1932 kam mein Vater mit 22 Jahren nach Argentinien. Warum? In einer Kadettenanstalt erzogen, hatte er genug vom Militär und  folgte dem Ruf seiner Schwester, die bereits in Argentinien lebte  und ihn lockte mit der Devise:
 „Hier  ist ein Land, wo Milch und Honig fließt“.




Das war aber zuerst gar nicht so, und um ein bisschen Taschengeld zu verdienen, musste er sich kurzfristig sogar  einen kleinen Bauchladen umhängen und  Bürsten verkaufen.

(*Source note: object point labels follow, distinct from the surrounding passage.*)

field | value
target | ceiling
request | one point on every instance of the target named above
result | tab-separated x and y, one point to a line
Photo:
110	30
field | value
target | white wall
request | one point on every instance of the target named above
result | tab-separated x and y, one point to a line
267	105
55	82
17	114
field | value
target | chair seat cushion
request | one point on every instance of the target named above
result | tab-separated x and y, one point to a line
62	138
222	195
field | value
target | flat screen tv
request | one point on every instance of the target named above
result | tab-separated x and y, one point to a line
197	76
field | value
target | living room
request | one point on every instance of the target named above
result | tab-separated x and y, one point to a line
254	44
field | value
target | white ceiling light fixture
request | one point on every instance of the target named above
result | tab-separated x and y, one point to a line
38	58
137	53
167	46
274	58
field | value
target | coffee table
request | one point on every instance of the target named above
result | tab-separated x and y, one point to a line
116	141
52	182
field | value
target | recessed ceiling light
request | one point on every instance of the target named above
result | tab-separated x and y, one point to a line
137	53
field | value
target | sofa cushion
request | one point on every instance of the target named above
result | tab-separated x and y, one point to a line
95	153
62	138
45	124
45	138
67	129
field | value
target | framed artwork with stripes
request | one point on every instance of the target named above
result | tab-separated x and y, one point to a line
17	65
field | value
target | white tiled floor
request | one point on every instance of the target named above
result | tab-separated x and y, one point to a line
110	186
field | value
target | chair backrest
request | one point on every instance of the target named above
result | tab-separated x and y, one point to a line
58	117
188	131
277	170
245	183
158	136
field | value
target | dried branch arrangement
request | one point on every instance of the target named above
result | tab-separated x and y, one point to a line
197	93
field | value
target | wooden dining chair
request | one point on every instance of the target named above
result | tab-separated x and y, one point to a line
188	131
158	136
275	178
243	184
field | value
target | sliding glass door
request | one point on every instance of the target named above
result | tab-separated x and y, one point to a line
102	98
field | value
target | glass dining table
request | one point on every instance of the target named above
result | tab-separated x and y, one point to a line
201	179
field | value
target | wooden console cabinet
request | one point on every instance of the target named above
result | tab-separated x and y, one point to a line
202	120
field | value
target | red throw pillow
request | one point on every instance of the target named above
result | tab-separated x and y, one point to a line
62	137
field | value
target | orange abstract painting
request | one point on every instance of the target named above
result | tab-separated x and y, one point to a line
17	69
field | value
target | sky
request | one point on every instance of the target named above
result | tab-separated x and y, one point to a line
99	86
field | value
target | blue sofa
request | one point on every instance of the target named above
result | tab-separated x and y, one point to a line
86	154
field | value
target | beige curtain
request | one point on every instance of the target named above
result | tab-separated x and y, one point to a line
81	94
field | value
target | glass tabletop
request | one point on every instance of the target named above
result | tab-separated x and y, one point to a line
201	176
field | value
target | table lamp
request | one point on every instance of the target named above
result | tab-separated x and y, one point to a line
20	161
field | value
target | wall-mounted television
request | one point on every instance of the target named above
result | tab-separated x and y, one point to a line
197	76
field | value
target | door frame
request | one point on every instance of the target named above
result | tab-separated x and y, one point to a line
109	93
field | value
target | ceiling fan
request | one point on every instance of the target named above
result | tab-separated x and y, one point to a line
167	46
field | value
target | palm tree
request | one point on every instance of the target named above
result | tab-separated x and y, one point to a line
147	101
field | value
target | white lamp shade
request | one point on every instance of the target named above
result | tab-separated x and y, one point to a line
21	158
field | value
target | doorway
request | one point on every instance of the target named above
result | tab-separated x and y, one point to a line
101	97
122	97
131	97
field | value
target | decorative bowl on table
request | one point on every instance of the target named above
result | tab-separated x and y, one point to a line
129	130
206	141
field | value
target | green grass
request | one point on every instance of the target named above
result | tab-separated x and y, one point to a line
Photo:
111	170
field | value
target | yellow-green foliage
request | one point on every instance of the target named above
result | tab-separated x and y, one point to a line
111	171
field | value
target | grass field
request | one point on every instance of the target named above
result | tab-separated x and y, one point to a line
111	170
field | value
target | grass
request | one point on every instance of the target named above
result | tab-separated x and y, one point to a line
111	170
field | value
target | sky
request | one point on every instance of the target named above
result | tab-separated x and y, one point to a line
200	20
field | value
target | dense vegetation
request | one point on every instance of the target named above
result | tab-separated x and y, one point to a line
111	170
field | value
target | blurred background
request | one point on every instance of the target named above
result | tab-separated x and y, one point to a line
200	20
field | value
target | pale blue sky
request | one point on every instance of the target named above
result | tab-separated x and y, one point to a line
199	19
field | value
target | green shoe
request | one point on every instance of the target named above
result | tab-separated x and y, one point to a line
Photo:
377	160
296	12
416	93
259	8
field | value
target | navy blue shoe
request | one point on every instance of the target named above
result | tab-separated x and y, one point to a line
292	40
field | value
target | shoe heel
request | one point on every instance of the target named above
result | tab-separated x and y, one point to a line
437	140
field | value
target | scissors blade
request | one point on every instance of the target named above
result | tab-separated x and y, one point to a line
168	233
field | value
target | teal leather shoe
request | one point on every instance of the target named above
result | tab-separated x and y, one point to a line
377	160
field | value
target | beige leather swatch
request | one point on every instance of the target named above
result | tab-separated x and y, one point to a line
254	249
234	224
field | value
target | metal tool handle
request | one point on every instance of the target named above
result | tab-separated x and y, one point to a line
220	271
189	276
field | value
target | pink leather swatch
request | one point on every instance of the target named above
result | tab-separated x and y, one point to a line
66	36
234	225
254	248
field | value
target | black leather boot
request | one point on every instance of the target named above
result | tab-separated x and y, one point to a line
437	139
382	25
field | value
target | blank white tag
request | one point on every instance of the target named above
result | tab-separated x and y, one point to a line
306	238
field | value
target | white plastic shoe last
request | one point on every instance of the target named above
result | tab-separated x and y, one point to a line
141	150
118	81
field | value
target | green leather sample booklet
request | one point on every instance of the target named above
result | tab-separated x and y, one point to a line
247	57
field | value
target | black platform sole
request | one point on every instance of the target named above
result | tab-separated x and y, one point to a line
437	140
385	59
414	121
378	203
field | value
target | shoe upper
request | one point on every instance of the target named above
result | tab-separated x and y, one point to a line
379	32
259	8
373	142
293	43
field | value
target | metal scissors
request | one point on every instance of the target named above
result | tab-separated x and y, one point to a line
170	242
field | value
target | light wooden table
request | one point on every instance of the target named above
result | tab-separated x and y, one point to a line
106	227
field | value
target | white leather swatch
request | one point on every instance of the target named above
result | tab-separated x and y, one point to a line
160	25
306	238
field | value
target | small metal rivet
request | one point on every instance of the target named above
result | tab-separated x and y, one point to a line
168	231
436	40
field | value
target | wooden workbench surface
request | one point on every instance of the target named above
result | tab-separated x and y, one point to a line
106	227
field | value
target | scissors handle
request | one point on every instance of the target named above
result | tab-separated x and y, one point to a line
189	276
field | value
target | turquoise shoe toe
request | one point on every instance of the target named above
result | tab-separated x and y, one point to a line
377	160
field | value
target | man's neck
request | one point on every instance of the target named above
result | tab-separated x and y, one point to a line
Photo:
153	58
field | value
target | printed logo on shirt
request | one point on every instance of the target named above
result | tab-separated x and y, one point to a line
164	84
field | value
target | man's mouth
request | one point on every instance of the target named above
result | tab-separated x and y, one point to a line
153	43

 Aber bald bekam er eine Anstellung bei der Schifffahrtslinie „Dodero“, wo  Gottfried Sandstede diesen attraktiven jungen Mann für die Deutsche Botschaft entdeckte. Dort arbeitete er in der Presseabteilung und es ging ihm bald ausgezeichnet. Er trat überall gut auf und wurde vor allem im Deutschen Reitverein sehr bekannt.

Irmela
Meine Mutter,  Irmela Ivens, wollte eigentlich  Schauspielerin werden und kam mit 18 Jahren und einer Tanzgruppe nach Buenos Aires. Die Familie Nieburger behütete das junge Mädchen,  und als meine Mutter sich als Schwimmlehrerin betätigte, lernte sie meinen Vater kennen.

Es war Liebe auf den ersten Blick und die Hochzeit  fand am 24. Dezember 1933 statt.

Zwei Söhne wurden ihnen geboren und dann  1942 ein Mädchen. Das war ich.

Ich war zwei Jahre alt, als im Juli 1944 die diplomatischen Beziehungen Argentiniens zu Deutschland abgebrochen wurden und unsere ganze Familie zusammen mit allen anderen Botschaftsangehörigen auf der „Rio Jachal“ Richtung Europa ausgewiesen wurde.

Die „Äquatortaufe“ fand am 22. Juli statt und auch ich bekam eine Urkunde. Mehr als 60 Jahre später lernte ich hier in Villa Gesell zufällig den ehemaligen ersten Offizier der „Rio Jachal“, Francisco Reinoso,  kennen, der meine Urkunde damals unterschrieben hatte,  und der mir erzählte, dass auf keiner Reise so viel Alkohol geflossen und es so fröhlich zugegangen sei, wie auf diesem Diplomatentransport…
Die Angst vor der  ungewissen Zukunft in Deutschland im Jahre 1944 hatte dabei wohl eine Rolle gespielt.

Doch in Lissabon war die Fahrt dann plötzlich zu Ende. Die Kriegslage erlaubte keine Weiterreise.
Mit dem Zug wurden wir alle von Lissabon nach Curía, einem portugiesischen Thermalbadeort,  gebracht und wohnten vorläufig in verschiedenen Hotels. Keiner wusste, wie es weitergehen sollte.  Dort wurde auch meine Schwester Jutta geboren.
Curía in Portuga
Nach über 9 Monaten, der Krieg war gerade zu Ende gegangen, wurde mein Vater zusammen mit einigen anderen Leidensgenossen  auf  dem schwedischen Schiff „Drottningholm“ nach England verfrachtet und  dort interniert.

Meine Mutter mit den vier Kindern blieb in Portugal und musste  wie die anderen Frauen mit Stricken, Nähen und anderen Beschäftigungen für einen bescheidenen Unterhalt für sich und ihre vier Kinder  sorgen.